Kimberly Espinel 20:17
Oh, wow. I don’t know. I don’t know if I have that as a story, per se, I guess my wish is a little bit different, but I hope it still hits the mark. So to say, Okay, I, I really had this huge, it was like I one, honestly, one day I woke up, I was like, I want to write a book, I know, I need to write a book. This is a book about photography, I have to bring out into the world, like I know, and I know that I’m gonna get a publisher, and it’s gonna be amazing, and everyone’s gonna buy it. And so I wrote an amazing proposal. And I did it. Like, I recorded everything from my podcast of a podcast called lead, capture, share. And I recorded it like every step along the way.

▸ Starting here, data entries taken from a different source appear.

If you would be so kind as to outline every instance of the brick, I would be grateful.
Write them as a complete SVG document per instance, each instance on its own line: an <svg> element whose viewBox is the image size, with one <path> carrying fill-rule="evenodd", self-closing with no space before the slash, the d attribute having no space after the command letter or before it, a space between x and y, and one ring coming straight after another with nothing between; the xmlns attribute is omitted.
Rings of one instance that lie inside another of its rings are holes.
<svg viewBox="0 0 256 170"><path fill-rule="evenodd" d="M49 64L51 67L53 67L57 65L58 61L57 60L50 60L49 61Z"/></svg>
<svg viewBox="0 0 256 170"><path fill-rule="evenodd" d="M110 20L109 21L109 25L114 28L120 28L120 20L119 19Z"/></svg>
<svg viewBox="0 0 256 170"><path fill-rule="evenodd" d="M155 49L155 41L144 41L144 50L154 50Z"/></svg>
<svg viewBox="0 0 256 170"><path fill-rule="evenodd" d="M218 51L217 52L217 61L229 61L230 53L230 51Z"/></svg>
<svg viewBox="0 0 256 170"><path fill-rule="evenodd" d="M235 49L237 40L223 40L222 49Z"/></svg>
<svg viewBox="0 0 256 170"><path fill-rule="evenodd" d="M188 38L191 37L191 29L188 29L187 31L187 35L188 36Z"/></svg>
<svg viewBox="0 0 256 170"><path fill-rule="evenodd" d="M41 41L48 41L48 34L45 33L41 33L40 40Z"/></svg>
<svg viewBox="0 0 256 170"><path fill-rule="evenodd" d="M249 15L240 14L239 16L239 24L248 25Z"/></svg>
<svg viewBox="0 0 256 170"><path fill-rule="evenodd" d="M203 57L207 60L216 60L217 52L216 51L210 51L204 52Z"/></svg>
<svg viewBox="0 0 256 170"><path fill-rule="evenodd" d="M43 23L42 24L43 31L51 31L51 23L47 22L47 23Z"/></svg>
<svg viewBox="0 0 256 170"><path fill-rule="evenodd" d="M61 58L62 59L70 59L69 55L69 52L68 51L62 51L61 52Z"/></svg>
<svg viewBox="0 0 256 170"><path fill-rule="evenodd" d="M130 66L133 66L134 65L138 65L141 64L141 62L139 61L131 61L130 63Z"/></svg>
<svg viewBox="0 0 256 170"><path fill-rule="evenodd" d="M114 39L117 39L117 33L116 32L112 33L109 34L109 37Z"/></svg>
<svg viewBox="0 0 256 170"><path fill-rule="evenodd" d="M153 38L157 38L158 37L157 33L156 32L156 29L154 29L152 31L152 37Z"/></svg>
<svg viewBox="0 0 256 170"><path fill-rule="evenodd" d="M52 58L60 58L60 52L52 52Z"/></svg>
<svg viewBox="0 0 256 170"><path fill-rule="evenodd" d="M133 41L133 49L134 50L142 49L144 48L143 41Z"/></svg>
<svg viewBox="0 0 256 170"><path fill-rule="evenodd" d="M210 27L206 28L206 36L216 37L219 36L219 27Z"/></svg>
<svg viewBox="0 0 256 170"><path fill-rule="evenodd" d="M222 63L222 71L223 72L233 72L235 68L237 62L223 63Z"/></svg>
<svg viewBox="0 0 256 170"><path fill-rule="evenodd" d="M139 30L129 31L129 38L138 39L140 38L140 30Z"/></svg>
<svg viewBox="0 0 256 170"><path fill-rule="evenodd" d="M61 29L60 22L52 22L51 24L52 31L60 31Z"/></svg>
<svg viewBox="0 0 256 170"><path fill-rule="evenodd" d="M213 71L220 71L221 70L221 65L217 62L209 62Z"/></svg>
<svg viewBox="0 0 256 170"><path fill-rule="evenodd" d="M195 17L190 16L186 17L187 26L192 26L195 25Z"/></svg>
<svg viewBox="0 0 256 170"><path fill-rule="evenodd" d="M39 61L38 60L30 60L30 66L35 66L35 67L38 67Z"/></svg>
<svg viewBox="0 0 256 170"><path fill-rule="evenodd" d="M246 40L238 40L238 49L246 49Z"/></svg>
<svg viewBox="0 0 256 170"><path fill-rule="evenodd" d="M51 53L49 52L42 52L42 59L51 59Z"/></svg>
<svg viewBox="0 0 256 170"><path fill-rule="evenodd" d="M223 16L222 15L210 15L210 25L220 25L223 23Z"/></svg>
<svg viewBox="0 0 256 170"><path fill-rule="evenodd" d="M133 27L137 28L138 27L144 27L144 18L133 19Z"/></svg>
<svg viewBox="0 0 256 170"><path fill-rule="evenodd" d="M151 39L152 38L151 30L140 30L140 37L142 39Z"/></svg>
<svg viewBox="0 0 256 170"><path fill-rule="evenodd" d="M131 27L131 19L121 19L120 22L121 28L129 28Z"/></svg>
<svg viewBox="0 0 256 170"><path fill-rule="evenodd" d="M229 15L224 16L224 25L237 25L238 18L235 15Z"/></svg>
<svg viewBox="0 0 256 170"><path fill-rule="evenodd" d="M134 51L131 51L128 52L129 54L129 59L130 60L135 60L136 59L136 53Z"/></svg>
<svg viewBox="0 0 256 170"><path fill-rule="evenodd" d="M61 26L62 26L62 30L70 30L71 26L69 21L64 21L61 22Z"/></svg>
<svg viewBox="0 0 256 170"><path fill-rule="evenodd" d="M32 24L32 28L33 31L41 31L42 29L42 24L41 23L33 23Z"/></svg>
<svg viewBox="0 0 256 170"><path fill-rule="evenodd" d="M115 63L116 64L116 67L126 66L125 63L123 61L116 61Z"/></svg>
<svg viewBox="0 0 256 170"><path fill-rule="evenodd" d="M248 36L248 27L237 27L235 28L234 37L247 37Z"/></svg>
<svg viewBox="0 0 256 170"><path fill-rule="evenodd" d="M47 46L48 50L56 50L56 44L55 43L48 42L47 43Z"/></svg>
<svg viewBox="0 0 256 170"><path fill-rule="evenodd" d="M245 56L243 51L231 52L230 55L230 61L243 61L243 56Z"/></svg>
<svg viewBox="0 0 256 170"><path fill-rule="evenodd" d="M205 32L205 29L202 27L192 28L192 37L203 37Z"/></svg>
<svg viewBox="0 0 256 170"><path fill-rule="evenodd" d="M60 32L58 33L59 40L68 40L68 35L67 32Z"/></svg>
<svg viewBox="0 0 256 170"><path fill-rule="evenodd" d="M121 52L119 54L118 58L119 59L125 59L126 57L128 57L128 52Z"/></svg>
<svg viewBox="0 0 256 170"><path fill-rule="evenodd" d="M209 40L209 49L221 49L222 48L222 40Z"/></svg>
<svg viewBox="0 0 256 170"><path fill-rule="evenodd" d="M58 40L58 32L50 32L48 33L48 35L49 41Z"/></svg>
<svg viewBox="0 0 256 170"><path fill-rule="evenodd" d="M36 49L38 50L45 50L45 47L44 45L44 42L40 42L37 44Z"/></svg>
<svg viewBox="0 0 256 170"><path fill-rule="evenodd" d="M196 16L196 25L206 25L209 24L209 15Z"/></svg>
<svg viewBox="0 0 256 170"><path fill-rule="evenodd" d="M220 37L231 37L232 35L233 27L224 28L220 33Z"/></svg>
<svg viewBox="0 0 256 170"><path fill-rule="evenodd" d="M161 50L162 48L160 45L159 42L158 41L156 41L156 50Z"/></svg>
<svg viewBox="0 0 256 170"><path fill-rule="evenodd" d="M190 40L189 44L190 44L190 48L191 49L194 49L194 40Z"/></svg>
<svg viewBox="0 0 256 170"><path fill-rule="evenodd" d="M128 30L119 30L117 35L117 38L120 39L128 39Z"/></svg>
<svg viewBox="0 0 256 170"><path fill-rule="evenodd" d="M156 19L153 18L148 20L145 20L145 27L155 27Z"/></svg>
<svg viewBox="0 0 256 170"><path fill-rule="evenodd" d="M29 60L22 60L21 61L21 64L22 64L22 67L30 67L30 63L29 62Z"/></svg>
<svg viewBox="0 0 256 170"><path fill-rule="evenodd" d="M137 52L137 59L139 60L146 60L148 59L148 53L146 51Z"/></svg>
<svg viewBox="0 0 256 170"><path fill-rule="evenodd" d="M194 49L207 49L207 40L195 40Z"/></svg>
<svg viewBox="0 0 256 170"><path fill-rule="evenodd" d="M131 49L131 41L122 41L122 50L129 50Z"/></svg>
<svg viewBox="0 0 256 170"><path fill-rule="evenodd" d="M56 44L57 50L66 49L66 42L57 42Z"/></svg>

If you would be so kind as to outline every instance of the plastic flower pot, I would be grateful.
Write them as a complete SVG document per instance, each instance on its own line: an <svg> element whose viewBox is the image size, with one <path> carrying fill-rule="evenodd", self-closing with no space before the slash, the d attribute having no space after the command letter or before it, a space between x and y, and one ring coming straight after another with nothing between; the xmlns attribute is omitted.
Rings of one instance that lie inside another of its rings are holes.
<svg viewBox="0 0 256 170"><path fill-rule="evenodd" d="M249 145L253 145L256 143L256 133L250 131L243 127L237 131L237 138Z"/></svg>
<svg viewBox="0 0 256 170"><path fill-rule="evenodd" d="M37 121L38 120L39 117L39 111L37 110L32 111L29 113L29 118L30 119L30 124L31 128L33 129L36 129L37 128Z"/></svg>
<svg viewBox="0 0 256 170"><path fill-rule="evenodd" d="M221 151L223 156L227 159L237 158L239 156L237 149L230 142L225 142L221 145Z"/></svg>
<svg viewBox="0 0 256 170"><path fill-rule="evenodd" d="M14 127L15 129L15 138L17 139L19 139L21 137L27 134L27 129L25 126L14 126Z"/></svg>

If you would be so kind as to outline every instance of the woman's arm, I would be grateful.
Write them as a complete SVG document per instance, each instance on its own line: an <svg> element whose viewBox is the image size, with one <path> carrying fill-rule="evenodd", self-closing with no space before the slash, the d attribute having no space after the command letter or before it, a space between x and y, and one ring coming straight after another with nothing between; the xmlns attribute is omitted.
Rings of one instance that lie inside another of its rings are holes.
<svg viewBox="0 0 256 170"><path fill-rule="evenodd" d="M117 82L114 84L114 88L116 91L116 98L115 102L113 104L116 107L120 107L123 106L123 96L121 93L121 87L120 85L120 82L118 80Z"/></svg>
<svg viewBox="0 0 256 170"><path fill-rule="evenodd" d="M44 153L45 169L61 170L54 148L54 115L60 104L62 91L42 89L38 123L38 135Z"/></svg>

And I was like, you know, we’re gonna hear how I pitch it, and how I’m gonna get my book deal and how the books gonna go on to be a best seller. And you know, I live happily ever after. And so I’ve recorded everything every step along the way. And I submitted my proposal, and I got rejected, and I submitted it again, and they got rejected again. And in total, I got rejected 32 times. And everything was live on the podcast. And I never got my book deal. And so that was not like what I had envisaged. But I knew deep down that I really wanted to bring this book to life. And in the middle of the pandemic, I shot it. I self published it as well. And it did go on to become a best seller, and I did make that happen. But it wasn’t what I envisaged. It wasn’t what I dreamed of. And it was a very vulnerable to share, you know, that failure live, so to say, but yeah, I think all things happen for a reason. And, yeah, it completely changed everything for me. And it just went exactly the way it needed to. I just didn’t know it at the time.
Lara Schmoisman 22:18
i You just need to be open minded and take the opportunities learn and the failures to learn from them. And keep going. I mean, yes, one failure is not gonna label you as a failure of one winner, when it’s not labeling you as a winner either. No,
Kimberly Espinel 22:37
no, exactly. Exactly.
Lara Schmoisman 22:40
Well, thank you so much, Kimberly, for being here today. I’ve really enjoyed this conversation. And I’m sure you guys out there, learn a lot about how to get your images, right for your business. So thank you again for being here.
Kimberly Espinel 22:56
Thank you, Larry. Thanks for having me. And to you guys.